Closed Bug 1631787 Opened 4 years ago Closed 4 years ago

Please assist SoftVision with migration testing against production on Tuesday April 28th at 10am EST

Categories

(Cloud Services Graveyard :: Operations: Sync, task, P1)

Tracking

(Not tracked)

RESOLVED FIXED

People

(Reporter: rachel, Assigned: eolson)

References

Details

Attachments

(5 files)

Vasilica's team will be testing the migration as part of this PI request.

I'm marking this as a P1 as we're planning to start the migration on May 4th assuming all goes ok.

Erik and JR: can you be on hand to help troubleshoot? JR: could you also detail specifically what flags to use for the script?

Flags: needinfo?(jrconlin)
Flags: needinfo?(eolson)
Blocks: 1631788
No longer blocks: 1631788
Summary: Please assist SoftVision with migration testing on Tuesday April 28th at 10am EST → Please assist SoftVision with migration testing against production on Tuesday April 28th at 10am EST
Blocks: 1631788

Yes, sounds great!

Flags: needinfo?(eolson)
Component: Operations: Miscellaneous → Operations: Sync
QA Contact: habib

There are now several scripts that will need to be run.

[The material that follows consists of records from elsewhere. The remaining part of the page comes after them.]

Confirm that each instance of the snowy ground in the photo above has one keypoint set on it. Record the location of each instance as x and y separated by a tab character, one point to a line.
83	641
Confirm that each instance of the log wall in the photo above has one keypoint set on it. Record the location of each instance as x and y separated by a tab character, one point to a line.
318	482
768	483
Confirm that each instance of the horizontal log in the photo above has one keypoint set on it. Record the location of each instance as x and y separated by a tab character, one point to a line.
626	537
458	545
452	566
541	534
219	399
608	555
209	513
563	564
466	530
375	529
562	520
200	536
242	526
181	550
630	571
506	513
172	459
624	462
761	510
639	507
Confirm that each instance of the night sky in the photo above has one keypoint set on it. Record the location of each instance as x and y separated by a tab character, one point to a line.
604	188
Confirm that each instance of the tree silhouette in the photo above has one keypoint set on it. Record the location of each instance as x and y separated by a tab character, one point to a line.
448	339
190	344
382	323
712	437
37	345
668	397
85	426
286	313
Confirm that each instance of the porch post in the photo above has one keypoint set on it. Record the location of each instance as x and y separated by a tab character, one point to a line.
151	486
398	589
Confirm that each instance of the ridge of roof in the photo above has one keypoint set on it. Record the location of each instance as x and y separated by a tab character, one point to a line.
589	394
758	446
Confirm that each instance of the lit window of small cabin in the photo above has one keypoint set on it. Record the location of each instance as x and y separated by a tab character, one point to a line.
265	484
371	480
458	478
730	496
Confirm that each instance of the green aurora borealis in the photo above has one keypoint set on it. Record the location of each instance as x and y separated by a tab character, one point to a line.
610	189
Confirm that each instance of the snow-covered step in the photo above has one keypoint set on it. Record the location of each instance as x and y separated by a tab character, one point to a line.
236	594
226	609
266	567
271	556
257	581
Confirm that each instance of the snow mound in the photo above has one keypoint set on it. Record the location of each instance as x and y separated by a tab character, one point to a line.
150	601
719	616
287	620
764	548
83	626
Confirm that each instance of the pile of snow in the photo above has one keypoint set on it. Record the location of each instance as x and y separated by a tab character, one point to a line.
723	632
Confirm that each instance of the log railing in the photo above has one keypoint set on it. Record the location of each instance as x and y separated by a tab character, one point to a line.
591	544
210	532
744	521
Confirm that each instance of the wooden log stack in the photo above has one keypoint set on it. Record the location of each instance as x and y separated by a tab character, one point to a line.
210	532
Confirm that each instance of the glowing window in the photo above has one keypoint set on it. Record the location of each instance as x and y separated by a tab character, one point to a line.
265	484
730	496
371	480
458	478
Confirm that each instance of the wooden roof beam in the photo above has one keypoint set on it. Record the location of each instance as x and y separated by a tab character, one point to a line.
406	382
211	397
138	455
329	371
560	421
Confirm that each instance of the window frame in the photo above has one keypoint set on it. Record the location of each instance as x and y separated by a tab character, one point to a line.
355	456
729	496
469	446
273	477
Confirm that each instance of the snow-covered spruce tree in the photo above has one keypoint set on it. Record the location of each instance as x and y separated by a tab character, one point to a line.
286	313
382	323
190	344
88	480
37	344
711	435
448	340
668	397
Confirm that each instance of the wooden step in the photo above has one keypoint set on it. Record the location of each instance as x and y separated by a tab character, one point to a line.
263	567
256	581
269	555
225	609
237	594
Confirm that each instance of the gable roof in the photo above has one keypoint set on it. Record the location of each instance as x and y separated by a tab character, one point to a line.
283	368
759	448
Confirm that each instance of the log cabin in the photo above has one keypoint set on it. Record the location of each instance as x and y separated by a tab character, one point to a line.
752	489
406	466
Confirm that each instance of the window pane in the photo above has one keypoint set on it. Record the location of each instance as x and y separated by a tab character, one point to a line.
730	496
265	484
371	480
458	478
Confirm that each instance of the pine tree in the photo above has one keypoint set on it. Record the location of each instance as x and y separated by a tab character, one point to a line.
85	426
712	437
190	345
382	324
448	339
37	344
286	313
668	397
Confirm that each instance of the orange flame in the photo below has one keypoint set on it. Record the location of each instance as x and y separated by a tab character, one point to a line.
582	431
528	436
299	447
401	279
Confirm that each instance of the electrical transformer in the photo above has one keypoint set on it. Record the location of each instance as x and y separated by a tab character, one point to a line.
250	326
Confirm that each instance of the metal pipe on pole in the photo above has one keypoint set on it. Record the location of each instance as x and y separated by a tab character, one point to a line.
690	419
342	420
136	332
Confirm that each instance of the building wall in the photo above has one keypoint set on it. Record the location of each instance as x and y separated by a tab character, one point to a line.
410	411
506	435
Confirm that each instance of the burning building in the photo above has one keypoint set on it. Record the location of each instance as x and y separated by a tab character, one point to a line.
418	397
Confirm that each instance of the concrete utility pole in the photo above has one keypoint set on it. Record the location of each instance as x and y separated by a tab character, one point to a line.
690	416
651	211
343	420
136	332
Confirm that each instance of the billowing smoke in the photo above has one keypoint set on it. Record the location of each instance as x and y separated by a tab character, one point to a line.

The (README.md)[https://github.com/mozilla-services/syncstorage-rs/tree/master/tools/user_migration_ file] includes instructions about how to run these. All scripts support --help which will list all available options, their functions and default values (if appropriate). Most of the option default values have been suggested by operations, so no changes should be required. It is presumed that the scripts will have default read and write access to the current directory.

By default, the gen_bso_users.py --hoard_limit value does not have a default value. @eolson may have recommendations about what a good value to use is.

Note, these scripts will generate a success_{date}.log and failure_{date}.log file (if appropriate) indicating the successfully and unsuccessfully migrated userids.

Flags: needinfo?(jrconlin) → needinfo?(eolson)

Hi! Here are the selected accounts for this second part testing of sync data migration:

produser1@mailinator.com 128709160
produser2@mailinator.com 128754071
produser3@mailinator.com 128803402
produser4@mailinator.com 128803495
produser5@mailinator.com 128804907
produser6@mailinator.com 128806959
produser8@mailinator.com 128808758
produser9@mailinator.com 128809197
produser10@mailinator.com 128808946
produser13@mailinator.com 128809645
produser14@mailinator.com 128812632
produser15@mailinator.com 128812699

Hello, they have been assigned to the node we will use for migration. Their new uids are as follows:

produser1@mailinator.com 128709160 ebd5428fdef74e7ea2315bb4c0ed3897@api.accounts.firefox.com 143683269
produser2@mailinator.com 128754071 0f13d22f1c3e48edba8f49bd83f295af@api.accounts.firefox.com 143683279
produser3@mailinator.com 128803402 9909a79230b04ce7ab19b75206b6d8a7@api.accounts.firefox.com 143683290
produser4@mailinator.com 128803495 9b46d6447ed14421849d155c821ac3f1@api.accounts.firefox.com 143683297
produser5@mailinator.com 128804907 31a63278ac2d48afb72808ea7145b7c2@api.accounts.firefox.com 143683302
produser6@mailinator.com 128806959 d4db06b1118a46cdb73c6091ce176f63@api.accounts.firefox.com 143683311
produser8@mailinator.com 128808758 16cde22f1532456ea91e7744dce4c605@api.accounts.firefox.com 143683318
produser9@mailinator.com 128809197 632c2fba929a4194a2f98685edb00163@api.accounts.firefox.com 143683321
produser10@mailinator.com 128808946 f20b94b939ca47cba726760a13e2d4d2@api.accounts.firefox.com 143683328
produser13@mailinator.com 128809645 96be267c104a4b02be3c7895e7af3bb0@api.accounts.firefox.com 143683334
produser14@mailinator.com 128812632 387cc0c04a8f489fa94af0136b0b4cfe@api.accounts.firefox.com 143683341
produser15@mailinator.com 128812699 36b464f5ef1f4bd38920a311bd2ea654@api.accounts.firefox.com 143683351

The node is up, please allow them to sync prior to the testing.

Flags: needinfo?(eolson)

I used 300k as a hoard limit in a recent test, that seemed reasonable as it would take about 4.5 minutes to transfer a user with that many rows and less than .5% of users on the node had more than that.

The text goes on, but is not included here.